Ambos ficaram com a responsabilidade de negociar com deputados e senadores, mas têm travado a liberação de emendas parlamentares e nomeações para o segundo e terceiro escalões da administração federal.

Não foi por outro motivo, senão para levar reclamações, que o presidente da Câmara, Arthur Lira (PP), se reuniu com o presidente Lula. Saiu do encontro com a garantia de que a articulação política mudaria e que o próprio presidente estaria mais presente na relação com o Congresso de agora em diante.

Na próxima semana, Lula se encontrará com líderes de partidos que, em tese, fazem parte da base aliada: PSD, MDB, União Brasil e PSB.

As quatro legendas foram majoritárias contra o governo na votação que derrubou decretos de Lula sobre o marco do saneamento. Foi também uma resposta a Rui Costa, que trabalhou pelo item que autoriza a prestação direta de serviços por estatais estaduais em regiões metropolitanas para beneficiar a Empresa Baiana de Águas e Serviços (Embasa).

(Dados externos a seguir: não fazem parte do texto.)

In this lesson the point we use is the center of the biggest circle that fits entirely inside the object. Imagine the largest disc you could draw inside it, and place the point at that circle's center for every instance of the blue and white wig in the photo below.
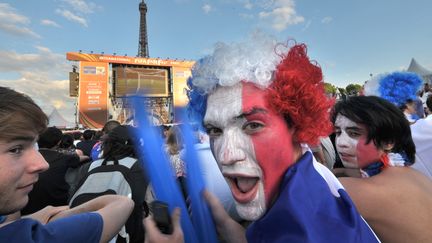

Deputados consultados por O Bastidor esperam que Lula sinalize que vá atender os pedidos que seguem parados com Padilha e Costa. Avaliam que os dois ministros insistem em manter um modelo de governo baseado no que foram o Lula I e Lula II, mas que o protagonismo que o Congresso alcançou nas gestões Temer e Bolsonaro não permite o que chamam de “retrocesso”. Querem manter controle sobre o orçamento.